Kepolisian Resor Kota Besar (Polrestabes) Surabaya menembak mati seorang yang diyakini sebagai "bandar gede" narkoba di wilayah Sidoarjo, Jawa Timur, karena yang bersangkutan berupaya melawan petugas menggunakan senjata tajam saat akan ditangkap.

Kepala Satuan Reserse Narkoba Polrestabes Surabaya Ajun Komisaris Besar Polisi (AKBP), Memo Ardian di Surabaya, Kamis, mengatakan bandar gede yang ditembak mati tersebut dikenal dengan sapaan "R", dan tercatat sebagai warga Madura, Jawa Timur.

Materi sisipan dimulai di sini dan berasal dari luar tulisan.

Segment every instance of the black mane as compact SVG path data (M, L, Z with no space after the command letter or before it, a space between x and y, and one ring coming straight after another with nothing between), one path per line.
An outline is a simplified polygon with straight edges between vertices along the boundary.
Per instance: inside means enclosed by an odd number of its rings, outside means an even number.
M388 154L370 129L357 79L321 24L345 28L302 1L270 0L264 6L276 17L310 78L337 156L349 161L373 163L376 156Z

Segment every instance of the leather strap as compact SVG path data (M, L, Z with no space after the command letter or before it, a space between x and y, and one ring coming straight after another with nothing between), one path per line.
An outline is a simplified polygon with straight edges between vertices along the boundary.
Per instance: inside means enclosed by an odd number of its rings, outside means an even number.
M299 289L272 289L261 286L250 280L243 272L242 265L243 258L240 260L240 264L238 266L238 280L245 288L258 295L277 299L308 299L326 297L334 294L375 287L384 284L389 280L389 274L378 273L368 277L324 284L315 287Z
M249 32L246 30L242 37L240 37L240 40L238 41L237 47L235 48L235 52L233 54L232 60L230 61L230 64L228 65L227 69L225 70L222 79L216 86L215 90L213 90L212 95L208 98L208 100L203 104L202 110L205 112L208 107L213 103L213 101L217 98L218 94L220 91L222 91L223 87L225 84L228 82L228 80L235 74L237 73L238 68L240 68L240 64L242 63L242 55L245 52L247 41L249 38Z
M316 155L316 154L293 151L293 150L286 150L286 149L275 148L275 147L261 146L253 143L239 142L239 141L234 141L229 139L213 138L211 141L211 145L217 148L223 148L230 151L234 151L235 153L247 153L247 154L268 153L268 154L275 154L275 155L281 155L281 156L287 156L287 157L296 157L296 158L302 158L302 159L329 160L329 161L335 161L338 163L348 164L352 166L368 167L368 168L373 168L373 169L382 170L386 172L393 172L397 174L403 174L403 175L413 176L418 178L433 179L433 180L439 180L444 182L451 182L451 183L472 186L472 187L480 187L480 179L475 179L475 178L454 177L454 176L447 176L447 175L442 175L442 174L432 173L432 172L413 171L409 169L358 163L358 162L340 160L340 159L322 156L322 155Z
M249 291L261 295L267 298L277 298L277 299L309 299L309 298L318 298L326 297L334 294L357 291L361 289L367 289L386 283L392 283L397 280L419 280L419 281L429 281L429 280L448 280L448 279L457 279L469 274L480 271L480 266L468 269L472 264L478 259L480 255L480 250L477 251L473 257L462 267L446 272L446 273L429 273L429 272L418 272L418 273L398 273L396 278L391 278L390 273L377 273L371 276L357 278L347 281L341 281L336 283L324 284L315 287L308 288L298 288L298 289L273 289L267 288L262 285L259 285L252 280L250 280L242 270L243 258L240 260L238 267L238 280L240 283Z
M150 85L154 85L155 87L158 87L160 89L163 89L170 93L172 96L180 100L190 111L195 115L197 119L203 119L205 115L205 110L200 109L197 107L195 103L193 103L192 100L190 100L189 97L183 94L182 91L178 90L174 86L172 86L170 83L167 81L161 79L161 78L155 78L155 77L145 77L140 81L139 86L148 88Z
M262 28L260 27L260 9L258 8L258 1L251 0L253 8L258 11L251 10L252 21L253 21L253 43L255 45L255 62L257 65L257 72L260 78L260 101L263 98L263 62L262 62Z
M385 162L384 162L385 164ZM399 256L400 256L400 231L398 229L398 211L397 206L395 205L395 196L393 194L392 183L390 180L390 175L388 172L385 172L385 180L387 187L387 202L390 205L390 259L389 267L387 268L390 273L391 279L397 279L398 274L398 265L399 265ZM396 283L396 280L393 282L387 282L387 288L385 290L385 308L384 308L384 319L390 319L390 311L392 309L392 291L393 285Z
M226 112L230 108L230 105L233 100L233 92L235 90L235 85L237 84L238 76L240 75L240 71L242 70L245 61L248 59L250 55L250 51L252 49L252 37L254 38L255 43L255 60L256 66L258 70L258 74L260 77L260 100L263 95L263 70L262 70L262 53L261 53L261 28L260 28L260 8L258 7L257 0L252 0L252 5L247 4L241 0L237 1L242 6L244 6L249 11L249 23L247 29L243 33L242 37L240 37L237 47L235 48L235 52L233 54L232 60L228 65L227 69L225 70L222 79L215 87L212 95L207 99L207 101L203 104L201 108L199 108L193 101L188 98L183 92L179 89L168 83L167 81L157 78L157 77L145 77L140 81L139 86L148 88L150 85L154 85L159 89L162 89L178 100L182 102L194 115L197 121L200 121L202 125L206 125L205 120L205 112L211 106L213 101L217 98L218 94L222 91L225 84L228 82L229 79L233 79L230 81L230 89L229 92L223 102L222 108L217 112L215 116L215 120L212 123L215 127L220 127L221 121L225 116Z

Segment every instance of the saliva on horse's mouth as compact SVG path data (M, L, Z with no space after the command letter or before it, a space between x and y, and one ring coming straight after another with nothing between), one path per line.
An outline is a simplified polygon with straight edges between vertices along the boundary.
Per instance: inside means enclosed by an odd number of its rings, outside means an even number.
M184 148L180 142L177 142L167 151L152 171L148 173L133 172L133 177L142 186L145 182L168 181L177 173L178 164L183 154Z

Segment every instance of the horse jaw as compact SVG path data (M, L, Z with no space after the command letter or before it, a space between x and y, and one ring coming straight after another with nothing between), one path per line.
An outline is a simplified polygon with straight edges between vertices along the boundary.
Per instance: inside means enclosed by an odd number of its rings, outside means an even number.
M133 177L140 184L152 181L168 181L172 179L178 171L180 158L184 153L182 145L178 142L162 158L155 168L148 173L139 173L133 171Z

"Penangkapan kami lakukan di wilayah Sidoarjo. Tetapi karena yang bersangkutan berupaya melawan petugas menggunakan senjata tajam, terpaksa kami lakukan tindakan tegas terukur," kata, Memo kepada wartawan di Kamar Mayar Rumah Sakit Umum Daerah (RSUD) Dr Soetomo Surabaya.

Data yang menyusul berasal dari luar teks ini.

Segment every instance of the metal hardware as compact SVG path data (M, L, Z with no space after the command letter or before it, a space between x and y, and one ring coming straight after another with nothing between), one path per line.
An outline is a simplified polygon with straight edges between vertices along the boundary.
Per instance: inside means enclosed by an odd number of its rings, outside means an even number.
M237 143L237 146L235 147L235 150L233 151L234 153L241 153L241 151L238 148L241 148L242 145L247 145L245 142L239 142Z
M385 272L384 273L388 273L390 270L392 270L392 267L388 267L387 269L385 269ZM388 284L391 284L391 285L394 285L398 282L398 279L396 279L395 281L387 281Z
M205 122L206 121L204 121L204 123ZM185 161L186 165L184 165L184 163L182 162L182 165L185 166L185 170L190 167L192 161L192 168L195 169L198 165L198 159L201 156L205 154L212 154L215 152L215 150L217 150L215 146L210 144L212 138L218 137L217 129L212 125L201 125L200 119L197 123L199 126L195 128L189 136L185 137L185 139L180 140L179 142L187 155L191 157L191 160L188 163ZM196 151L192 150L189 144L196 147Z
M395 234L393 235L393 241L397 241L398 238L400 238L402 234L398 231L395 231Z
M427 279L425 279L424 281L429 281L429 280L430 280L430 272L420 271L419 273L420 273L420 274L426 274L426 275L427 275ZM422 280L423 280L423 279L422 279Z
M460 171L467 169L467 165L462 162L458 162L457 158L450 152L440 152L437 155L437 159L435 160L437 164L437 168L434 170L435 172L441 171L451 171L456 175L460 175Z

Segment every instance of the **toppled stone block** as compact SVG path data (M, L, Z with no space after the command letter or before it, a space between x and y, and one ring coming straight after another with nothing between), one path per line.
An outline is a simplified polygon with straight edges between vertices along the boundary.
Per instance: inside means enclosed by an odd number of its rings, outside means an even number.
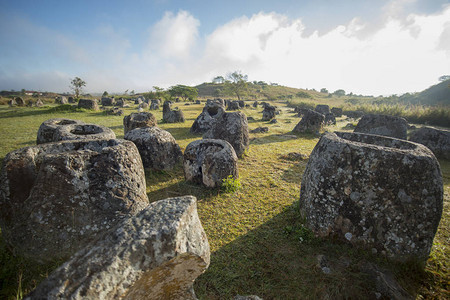
M354 132L389 136L406 140L408 122L404 118L388 115L364 115Z
M183 111L178 108L172 109L171 106L171 101L164 102L163 121L165 123L183 123L185 121Z
M409 140L422 144L439 158L450 159L450 131L433 127L422 127L411 133Z
M263 116L262 116L262 120L263 121L270 121L273 118L275 118L275 106L272 105L266 105L264 107L264 110L262 112Z
M427 259L443 207L439 163L420 144L325 133L306 166L300 206L320 236L336 235L395 260Z
M151 203L77 252L25 299L196 299L210 262L193 196Z
M84 109L99 110L97 99L80 99L78 107Z
M187 181L214 188L232 175L238 178L237 156L233 147L224 140L197 140L184 151L183 170Z
M330 107L325 104L318 104L316 105L316 108L314 111L318 112L319 114L326 115L331 113Z
M156 126L135 128L125 134L125 139L138 148L144 168L171 170L183 155L170 132Z
M2 236L38 262L67 259L147 204L142 161L129 141L41 144L3 161Z

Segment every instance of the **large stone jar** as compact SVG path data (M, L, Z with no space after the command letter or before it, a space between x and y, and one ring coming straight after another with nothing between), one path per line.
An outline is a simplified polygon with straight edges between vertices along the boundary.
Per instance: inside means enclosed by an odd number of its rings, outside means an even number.
M326 133L303 175L301 213L336 235L396 260L426 259L442 215L442 175L426 147L370 134Z

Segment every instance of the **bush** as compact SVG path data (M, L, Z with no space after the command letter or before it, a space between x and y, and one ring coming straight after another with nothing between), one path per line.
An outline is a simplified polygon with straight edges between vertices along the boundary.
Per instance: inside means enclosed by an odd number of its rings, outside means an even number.
M241 188L239 178L233 178L233 175L228 175L227 178L222 179L222 187L224 193L234 193Z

Tiga tembakan yang dilepaskan polisi mengakibatkan dada pelaku R tertembus peluru di bagian dada kanan, kiri serta ulu hati hingga meninggal dunia.

Dalam penangkapan tersebut, polisi mengamankan barang bukti sedikitnya 1,5 kilogram narkoba jenis sabu-sabu.

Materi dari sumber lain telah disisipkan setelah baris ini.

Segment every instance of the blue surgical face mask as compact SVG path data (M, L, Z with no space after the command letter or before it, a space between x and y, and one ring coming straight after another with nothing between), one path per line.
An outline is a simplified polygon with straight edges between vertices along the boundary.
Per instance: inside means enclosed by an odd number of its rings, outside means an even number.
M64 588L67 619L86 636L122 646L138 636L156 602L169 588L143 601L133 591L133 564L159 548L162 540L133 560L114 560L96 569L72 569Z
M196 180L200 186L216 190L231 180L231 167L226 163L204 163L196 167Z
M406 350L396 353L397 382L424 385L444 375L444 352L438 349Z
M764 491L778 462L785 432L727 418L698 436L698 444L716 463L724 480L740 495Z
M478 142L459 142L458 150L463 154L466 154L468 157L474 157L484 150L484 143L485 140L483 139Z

Sebelumnya, tercatat sejak pada Januari 2020 hingga pertengahan Maret 2020, Polrestabes Surabaya telah menembak mati tiga pelaku peredaran narkoba.

Pertama, Rizal Wahyu Putra, warga Jalan Petemon Kuburan Surabaya pada tanggal 2 Januari 2020, dan dari pemuda berusia 29 tahun itu polisi mengamankan barang bukti 1,5 kilogram sabu-sabu dan 950 butir pil ineks.

Kemudian, menembak mati bandar narkoba bernama Mustofa Ali Al Faris pada 14 Februari 2020, dan dari pemuda berusia 24 tahun asal Pasuruan itu polisi mengamankan barang bukti narkoba jenis sabu-sabu seberat 1 kilogram dan 1.000 butir pil ekstasi.